E3 2011: Ubisoft Enters Free-to-Play Market with Tom Clancy’s Ghost Recon Online


    Ubisoft’s relationship with bestselling author Tom Clancy has been very lucrative for the French game publisher. The French game publisher has sold over 63 million Tom Clancy video games since Tom Clancy’s Politika launched in 1997. Video games like Tom Clancy’s Ghost Recon, Tom Clancy’s Splinter Cell, Tom Clancy’s Rainbow Six, Tom Clancy’s EndWar, and Tom Clancy’s Hawx have connected the Clancy brand with a diverse male gaming demographic and helped catapult Ubisoft to a top-tier publisher. Now the publisher is targeting an even broader audience with Tom Clancy’s Ghost Recon Online, the first free-to-play online PC game,which is playable at E3 this week.



    Ghost Recon Online introduces first-person shooting action set within a near-future world. Players will traverse global hot spots like Moscow and engage in eight-player versus eight-player shooting action. The new game will feature the elite U.S. military warriors known as the Ghosts, because they can get in behind enemy lines, take out key targets, and then disappear.

    “The shooter genre is a very crowded space and we believe this game offers something unique to fans of the genre,” said Theo Sanders, the creative director of Ghost Recon Online. “There’s no barrier to entry, which means it’s easy for gamers to get into the game with their friends and have a social experience.”

    Sanders said the game has been built to capitalize on the micro-transaction business model that has been so successful in Asia. Players will be able to play the game for free at their own pace, upgrading their characters and weapons. But for those who want to level up quicker, they can purchase in-game weapons and upgrades.

    The game, which is the first project completely developed at Ubisoft’s Singapore studio, will launch later this year with four or five maps to play on. Additional maps will be released on a regular basis.

    Ubisoft will continue to support the retail Ghost Recon franchise with new games like Tom Clancy’s Ghost Recon: Future Soldier, which ships for PC, Xbox 360 and PlayStation 3 on October 1.

    “This is really a community-driven game,” said Sanders. “Over the next couple of years, the game community will become the designer of the game or the owner of the IP, which is really a unique difference from a retail title.
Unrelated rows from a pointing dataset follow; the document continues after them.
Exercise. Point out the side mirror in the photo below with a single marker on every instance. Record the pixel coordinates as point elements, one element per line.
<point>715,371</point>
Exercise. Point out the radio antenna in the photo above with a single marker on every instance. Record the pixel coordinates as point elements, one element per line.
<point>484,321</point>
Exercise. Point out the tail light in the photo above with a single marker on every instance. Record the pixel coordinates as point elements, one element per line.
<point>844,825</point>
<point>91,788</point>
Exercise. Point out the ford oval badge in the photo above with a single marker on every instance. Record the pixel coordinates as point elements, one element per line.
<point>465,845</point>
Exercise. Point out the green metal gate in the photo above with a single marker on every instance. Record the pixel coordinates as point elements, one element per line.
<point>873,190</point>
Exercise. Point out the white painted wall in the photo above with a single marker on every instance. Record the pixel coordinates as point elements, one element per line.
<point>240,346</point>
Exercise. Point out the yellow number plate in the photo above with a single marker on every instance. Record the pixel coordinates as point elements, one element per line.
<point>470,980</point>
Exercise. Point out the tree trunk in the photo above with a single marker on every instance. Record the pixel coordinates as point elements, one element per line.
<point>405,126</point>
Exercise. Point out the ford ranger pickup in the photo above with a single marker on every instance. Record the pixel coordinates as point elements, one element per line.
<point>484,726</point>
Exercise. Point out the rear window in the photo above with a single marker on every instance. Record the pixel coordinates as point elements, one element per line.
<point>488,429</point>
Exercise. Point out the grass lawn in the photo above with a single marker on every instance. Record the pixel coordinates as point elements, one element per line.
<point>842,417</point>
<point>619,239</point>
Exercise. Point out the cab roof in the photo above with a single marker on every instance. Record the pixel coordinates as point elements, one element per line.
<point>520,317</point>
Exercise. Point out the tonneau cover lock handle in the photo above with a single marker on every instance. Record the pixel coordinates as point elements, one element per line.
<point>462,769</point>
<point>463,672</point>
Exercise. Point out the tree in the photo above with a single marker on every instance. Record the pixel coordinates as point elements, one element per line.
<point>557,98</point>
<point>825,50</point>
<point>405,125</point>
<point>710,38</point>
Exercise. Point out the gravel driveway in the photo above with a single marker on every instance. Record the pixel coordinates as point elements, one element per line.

And the design team becomes more of a curator of the game than anything else.”

    This game will also help Ubisoft attract a larger audience for Ghost Recon. Ubisoft Motion Pictures, a new division of the game company focusing on film and television projects, is developing a Ghost Recon feature film. The company is also developing a Splinter Cell movie, as well as an Assassin’s Creed film. All three of these movies will be filmed in 3D. Ubisoft will partner with Hollywood studios and talent to make the films, but hopes to keep creative control of the projects.

    Back in 2000, Ubisoft purchased Tom Clancy’s video game studio, Red Storm Entertainment. In March 2008, Ubisoft bought the Tom Clancy name outright, which eliminates the royalty for each game that the company previously paid the best-selling author. It also gave the publisher all intellectual property rights to the Tom Clancy name, on a perpetual basis and free of all related future royalty payments, for use in videogames and ancillary products including related books, movies and merchandising products.